Kroon Cup Winner Elaine Lac Recognized for Building Strong YSE Community
With a background in community organizing and experience as an international Peace Corps volunteer, Lac devoted countless hours at the Yale School of the Environment working to bring communities of people together.
When Elaine Lac, ’22 MEM first thought about what it meant to have an impact, her definition was very different than it is today. As a community organizer on environmental issues, she worked to elevate public awareness on climate change, influence policy, and pass legislation.
Having focused her studies at the Yale School of the Environment on industrial ecology and green chemistry, she has been exploring the entrepreneurial space to develop sustainable consumer products.
Her ventures in business earned her and team members a Geneva Challenge prize, a Climate Innovation Grant from the Yale Center for Business and the Environment, and the Sobotka Seed Prize for sustainable ventures.
But she has also had an impact in a very different space. With a background in community organizing and experience as a Peace Corps volunteer in Senegal, Lac devoted a good deal of her time at YSE working to bring communities of people together. These efforts earned her the 2022 Kroon Cup, an award presented annually to graduating students who steward projects that engage and inspire the YSE community.
“So much of the School is based around a strong community and prior to coming to YSE, I was very concerned that my class wouldn't be able to connect in ways that were meaningful because of the COVID-19 pandemic. I was very motivated during my two years to plan as many events as possible to bring people together,” says Lac.
As a member of The Forest Club, Lac worked within COVID-19 campus restrictions to plan major student events including Halloween.
Students who nominated Lac said she went above and beyond to ensure a strong sense of community at YSE.
“Elaine has been instrumental in building a sense of community for my graduating class. At a time when many of us were struggling to find the energy to stay engaged at home or in class, Elaine took the time and the initiative to bring us together around food, games, and fun. Elaine, quite singlehandedly, created tangible and long-lasting value for members of my class, by bringing us together as a cohort,” one student wrote in nominating Lac.
While at YSE, she also served as co-leader of the Industrial Ecology and Green Chemistry student interest group and as student coordinator for the School’s Equity, Inclusion, and Diversity Committee (EQUID), developing seminars and events around specific issues such as discrimination and rising incidents of violence against Asian Americans. She also helped organize artistic events showcasing music, poetry, and art featuring artists of color.

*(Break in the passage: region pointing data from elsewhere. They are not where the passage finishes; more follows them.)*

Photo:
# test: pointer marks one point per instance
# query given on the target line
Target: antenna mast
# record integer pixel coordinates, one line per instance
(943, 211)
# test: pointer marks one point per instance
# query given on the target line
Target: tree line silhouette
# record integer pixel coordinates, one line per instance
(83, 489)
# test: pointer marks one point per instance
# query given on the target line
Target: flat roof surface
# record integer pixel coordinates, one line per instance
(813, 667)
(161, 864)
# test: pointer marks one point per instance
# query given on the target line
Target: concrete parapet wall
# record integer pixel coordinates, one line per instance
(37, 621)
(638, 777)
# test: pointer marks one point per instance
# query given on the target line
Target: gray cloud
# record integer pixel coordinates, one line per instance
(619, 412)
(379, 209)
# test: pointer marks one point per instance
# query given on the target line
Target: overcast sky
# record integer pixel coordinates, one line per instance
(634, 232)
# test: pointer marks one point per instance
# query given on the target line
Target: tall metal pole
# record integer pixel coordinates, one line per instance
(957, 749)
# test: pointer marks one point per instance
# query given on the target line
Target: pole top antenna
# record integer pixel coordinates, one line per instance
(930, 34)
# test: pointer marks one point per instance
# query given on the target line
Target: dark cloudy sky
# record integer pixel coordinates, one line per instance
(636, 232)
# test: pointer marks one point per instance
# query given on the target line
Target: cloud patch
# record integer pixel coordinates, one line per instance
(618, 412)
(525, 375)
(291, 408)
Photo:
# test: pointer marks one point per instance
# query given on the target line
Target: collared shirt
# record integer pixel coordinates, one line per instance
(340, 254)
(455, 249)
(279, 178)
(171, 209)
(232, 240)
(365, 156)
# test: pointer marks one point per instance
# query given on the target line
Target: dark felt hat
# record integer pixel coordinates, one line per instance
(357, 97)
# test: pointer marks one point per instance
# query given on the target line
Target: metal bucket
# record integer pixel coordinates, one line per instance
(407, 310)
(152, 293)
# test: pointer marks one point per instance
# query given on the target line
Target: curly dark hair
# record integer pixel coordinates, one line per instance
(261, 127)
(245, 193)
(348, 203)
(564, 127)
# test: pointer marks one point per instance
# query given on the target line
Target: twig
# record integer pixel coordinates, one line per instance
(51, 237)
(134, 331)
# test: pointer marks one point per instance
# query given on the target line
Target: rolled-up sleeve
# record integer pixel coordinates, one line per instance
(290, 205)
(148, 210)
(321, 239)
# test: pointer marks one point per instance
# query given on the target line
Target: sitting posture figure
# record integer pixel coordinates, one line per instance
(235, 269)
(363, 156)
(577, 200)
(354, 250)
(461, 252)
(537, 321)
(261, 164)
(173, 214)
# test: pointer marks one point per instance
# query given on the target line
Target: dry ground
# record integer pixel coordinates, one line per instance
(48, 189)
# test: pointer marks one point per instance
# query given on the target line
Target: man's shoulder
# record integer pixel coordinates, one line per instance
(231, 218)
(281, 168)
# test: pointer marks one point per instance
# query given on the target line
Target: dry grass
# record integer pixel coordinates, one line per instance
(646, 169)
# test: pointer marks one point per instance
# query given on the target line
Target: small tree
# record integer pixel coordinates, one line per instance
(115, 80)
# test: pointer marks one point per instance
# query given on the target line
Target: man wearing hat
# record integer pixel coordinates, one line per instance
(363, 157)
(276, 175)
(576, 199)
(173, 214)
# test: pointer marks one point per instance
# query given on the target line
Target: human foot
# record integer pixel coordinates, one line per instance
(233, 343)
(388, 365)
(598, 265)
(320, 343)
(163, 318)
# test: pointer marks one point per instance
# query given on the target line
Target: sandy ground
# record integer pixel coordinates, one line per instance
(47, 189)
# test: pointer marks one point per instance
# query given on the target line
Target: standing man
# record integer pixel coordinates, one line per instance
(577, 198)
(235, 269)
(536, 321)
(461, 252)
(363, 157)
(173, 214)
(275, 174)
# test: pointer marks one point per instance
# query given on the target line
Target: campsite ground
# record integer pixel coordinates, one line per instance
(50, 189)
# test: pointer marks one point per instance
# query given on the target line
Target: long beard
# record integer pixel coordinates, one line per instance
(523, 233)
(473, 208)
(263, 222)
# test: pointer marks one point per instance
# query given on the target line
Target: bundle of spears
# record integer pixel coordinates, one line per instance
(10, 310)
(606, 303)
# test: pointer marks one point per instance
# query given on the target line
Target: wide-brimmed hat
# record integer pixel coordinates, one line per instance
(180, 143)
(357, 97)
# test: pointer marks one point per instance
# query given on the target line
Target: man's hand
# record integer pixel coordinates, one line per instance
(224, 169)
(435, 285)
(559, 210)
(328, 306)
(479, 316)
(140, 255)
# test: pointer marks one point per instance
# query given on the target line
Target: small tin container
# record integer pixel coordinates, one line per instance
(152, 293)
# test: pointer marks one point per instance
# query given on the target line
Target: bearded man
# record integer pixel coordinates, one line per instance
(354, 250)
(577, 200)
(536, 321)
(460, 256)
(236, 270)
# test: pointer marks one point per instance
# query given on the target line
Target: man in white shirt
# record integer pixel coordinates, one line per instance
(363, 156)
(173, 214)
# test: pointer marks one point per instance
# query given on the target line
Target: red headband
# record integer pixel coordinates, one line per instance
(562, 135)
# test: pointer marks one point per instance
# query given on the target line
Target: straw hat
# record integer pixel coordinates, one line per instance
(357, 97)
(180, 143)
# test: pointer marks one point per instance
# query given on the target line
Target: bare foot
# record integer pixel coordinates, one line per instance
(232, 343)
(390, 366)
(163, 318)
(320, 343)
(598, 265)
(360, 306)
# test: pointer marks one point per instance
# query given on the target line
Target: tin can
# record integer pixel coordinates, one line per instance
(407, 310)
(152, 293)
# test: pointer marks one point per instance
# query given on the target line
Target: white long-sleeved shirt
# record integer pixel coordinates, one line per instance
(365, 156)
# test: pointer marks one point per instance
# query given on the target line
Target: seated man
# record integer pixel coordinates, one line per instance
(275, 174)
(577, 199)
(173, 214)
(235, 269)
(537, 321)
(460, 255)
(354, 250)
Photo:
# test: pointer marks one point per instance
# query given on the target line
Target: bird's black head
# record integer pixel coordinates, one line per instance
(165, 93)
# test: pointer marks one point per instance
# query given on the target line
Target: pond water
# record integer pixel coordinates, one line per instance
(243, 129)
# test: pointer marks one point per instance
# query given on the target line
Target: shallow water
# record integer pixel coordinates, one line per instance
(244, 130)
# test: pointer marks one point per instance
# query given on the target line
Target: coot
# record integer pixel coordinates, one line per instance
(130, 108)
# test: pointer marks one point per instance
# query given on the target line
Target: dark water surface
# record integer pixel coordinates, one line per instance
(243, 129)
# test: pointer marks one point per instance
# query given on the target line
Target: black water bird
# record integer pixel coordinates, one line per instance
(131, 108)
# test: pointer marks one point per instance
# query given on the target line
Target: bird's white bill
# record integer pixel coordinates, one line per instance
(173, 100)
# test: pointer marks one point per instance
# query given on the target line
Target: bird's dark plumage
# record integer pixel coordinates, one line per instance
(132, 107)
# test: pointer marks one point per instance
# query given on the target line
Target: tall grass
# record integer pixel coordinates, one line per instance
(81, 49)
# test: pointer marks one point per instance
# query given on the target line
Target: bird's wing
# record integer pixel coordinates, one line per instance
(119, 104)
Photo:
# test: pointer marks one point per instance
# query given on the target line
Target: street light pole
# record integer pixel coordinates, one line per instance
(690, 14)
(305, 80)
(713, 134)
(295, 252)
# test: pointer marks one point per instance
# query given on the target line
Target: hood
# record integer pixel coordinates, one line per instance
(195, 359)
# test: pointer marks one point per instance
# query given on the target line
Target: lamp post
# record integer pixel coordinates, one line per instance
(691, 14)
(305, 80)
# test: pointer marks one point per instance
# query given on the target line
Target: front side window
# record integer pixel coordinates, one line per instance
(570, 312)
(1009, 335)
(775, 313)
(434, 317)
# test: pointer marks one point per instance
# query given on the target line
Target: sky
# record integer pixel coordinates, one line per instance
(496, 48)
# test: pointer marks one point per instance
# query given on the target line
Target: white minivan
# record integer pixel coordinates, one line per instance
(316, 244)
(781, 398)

The positive attitude of her peers reflected in all the community events and research endeavors at YSE has inspired her, she says.
“I admire the Yale community’s ability to make the best of everything and anything,” Lac says. “All the news that we hear every day about forest fires, hotter summers, and rising temperatures can weigh so heavily on an individual. I am constantly impressed by the enthusiasm, passion, innovation, and hard work my class has towards environmental work, but also in their everyday lives. Even when things were really bad during the pandemic, when we never got to see each other, people were still trying to make the best of things.”
Going forward, Lac says her work at YSE as a research associate and teaching assistant for the Center for Industrial Ecology has helped her develop concepts for sustainable commerce.
In 2021, Lac was part of a team of students that won the Geneva Institute’s 2021 Geneva Challenge for a startup platform called BuyBy that connects farmers through a digital app with buyers who can use crop byproducts for resources to cut down on pollution caused by the burning of crop stubble.
“Elaine is a community-centered person with far-reaching interests,” says Marian Chertow, professor of industrial environmental management and director of CIE. “She always completes what she needs to do in a thoughtful, expedient, and respectful way.”
She is now working with partners on creating a biodegradable fabric from lotus silk, tapping into family in Vietnam and suppliers there.
“There has not been much attention on lotus silk. So, we want to operationalize it to scale so it can become a replacement or alternative to conventional silk, or just a new fabric on its own,” she says. “That is my goal now, to create a startup that solves a tangible problem.”